Tony Benn: Well I'll do the best I can, but I will be referring to policies that have been adopted by the Annual Conference which are: that the crisis of investment has got to be resolved by diverting the nation's savings to re-equip the nation's industry in circumstances that are accompanied by, and indeed promoted by, expansion of public services. We want a society where all those who exercise power are accountable to those over whom they exercise it. Now you might say that's a very generalised phrase but it's no more generalised than saying we want a world full of good people to work with each other because that's the "second coming". In any circumstances I can foresee for the next century or more, any little bits of socialism you create will be operating within a hostile sea of capitalism or fascism or international control of some kind or another. To reject the idea of piecemeal changes because there has not been a total change can become an excuse for not even trying. I'm arguing that socialism is always going to be piecemeal advance towards a change because you do not have it within your capacity to make the big change at once, which could not in any case be made without winning people's hearts and minds to the benefits of little changes, and that has got to be done in other countries as well. I will accept that your dream world is broader than my dream world but my dream world is perfectly capable of encompassing yours. I don't quite understand how your dream world would help me in trying to deal with the day to day problems of the people I try to represent.

Socialist Standard: The case for socialism is not a matter of pessimism or a dream; at the matter it is a matter of diagnosis. In answering the question about fundamental change you promptly started to talk about piecemeal change and that really is the whole kernel of it. There have been centuries of attempts at piecemeal changes — some of them you discuss in your book — and yet capitalism today is as terrible a system to live under as it ever was. The working class still have tremendous problems and there are still people like yourself who are putting forward policies to deal with them. Now our diagnosis of that situation is that capitalism has outlived its usefulness and all organisations — and we include them all in this — are going to fail if they don't recognise that basic fact.
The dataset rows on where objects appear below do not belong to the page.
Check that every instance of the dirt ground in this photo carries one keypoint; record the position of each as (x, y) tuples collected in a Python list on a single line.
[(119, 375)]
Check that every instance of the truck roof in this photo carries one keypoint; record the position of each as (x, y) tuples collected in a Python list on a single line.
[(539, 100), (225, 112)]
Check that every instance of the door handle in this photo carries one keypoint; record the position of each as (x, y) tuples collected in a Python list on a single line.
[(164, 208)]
So we say, as part of our diagnosis, the remedy comes next: a fundamental change in society, a social revolution, and that is something the Labour Party has never stood for.

Tony Benn: All I'm saying is quite simply that if you are going to make an advance you have got to be prepared to tackle problems on a piecemeal basis, by which I mean discrete areas that you change.

Socialist Standard: I'm glad you're not a doctor. I wouldn't goto a doctor who said that, when I had a problem, tackle that problem just as it comes up. We are saying that the logic of your argument leads, not to socialism but to different forms of capitalism. By establishing socialist society we will not be chasing after all these little problems one after another, which is what you advocate. We will be actually changing the society which causes the problems.

Tony Benn: But you skip the whole problem of how you create a socialist society. You simply say — "If things were different, you would have a better life." It is no good me going to somebody and saying "If things were different you wouldn't be out of work, your mother wouldn't have to wait two years for an operation". They want to know, how do we make it different? And frankly, if I as a minister approached the problems that way, there would have been no interest at all. If people simply went to ministers and heard this interesting lecture about how under socialism it would be different and then were sent away with our problems round our necks, it would be a disaster.

Socialist Standard: You are saying that a socialist can't exist in a Labour government, which is absolutely correct. Or in the Labour Party.

Tony Benn: Well, anyway I've enjoyed it very much. A stern cross-examination.